Early last week it was also one of the smallest, with five horses: October House Farm's Iron Ruler, who has finished out of the money only once in 15 starts; Calumet Farm's occasionally wobbly Forward Pass, winner of both the Hibiscus and the Everglades at Hialeah; Michael G. Phipps' Master Bold, an early speedster with little stamina; Mac-Conn Farm's Mara Lark, who finished 10th in a field of 13 in Gulfstream's Fountain of Youth two weeks ago; and Aisco Stable's Perfect Tan. Through some assiduous coaxing by phone, Gulfstream executives did lure two more horses into the gate at midweek—Dominic Guilino's aptly named colt, Limited Class, and Coventry Rock Stable's Trouble Brewing, who was so anonymous that people in the secretary's office kept calling him "Tough Brewing" or "Tough Going." Each paid $5,000 in supplementary fees—"the only time in history the supplementary was worth more than the horse," cracked one observer.

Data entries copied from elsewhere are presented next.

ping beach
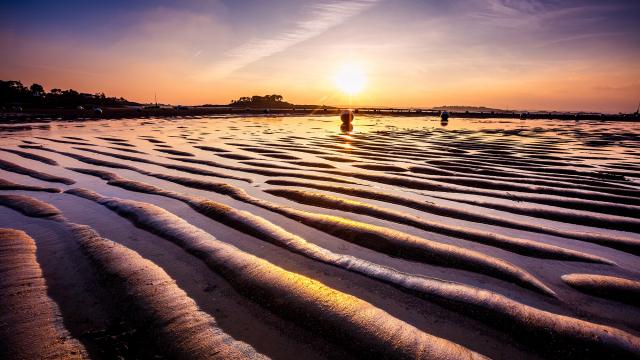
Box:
[0,116,640,359]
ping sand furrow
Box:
[18,145,252,182]
[267,180,640,255]
[342,172,640,219]
[0,159,75,185]
[66,222,266,360]
[433,194,640,233]
[0,148,58,165]
[562,274,640,306]
[265,189,613,264]
[0,229,89,360]
[68,189,483,359]
[66,169,555,296]
[0,196,266,359]
[0,178,62,193]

So there were seven horses by body count, but no one who counted class could see more than two—Iron Ruler and Forward Pass. With a fast starter like Master Bold in the field, the strategy for Forward Pass's jockey, Don Brumfield, was to lay back in second or third for a while. He was properly in third soon after the start, but the pace was surprisingly slow and Brumfield took the lead. Meanwhile, Angel Cordero Jr. aboard favored Iron Ruler held steadily and confidently just off Forward Pass's pace. Swinging into the far turn, Forward Pass had just over a length on Iron Ruler. But as they rounded into the stretch, Cordero made his move. It seemed perfectly timed. Iron Ruler went in front by a neck and seemed fresh enough to open up the umpteen-length lead everyone expected.

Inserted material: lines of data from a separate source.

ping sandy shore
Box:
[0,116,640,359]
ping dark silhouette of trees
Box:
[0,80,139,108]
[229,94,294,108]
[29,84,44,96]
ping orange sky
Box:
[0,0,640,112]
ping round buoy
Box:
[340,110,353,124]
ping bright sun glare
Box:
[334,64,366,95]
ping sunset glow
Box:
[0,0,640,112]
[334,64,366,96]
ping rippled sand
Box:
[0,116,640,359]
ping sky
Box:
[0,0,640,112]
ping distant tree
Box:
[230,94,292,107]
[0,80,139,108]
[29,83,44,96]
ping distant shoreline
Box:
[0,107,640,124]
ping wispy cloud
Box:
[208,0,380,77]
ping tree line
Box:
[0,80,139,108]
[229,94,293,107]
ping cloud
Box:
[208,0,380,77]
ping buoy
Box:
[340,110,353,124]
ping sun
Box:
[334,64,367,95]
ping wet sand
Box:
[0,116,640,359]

Suddenly Brumfield switched to left-hand whipping, hit Forward Pass four or five times—and it was as if he had pumped raw energy into the horse. Instead of faltering, he drove with enormous power down the stretch and won by 2¾ lengths. It was a two-horse race, all right. The rest of the field limped in deep in the dust.

Although the triumph doesn't mean that Forward Pass is cured of his on-again-off-again habits, his jockey has another view. Said Brumfield, who rode Kauai King to victory in the 1966 Kentucky Derby, "He's not the temperamental guy everyone thinks. He's like a big ol' country boy who just wants to run."

Whatever that ol' country boy does from now on in, he should at least be remembered—and maybe honored—for having upstaged the Florida Derby elephants when everyone said it couldn't be done.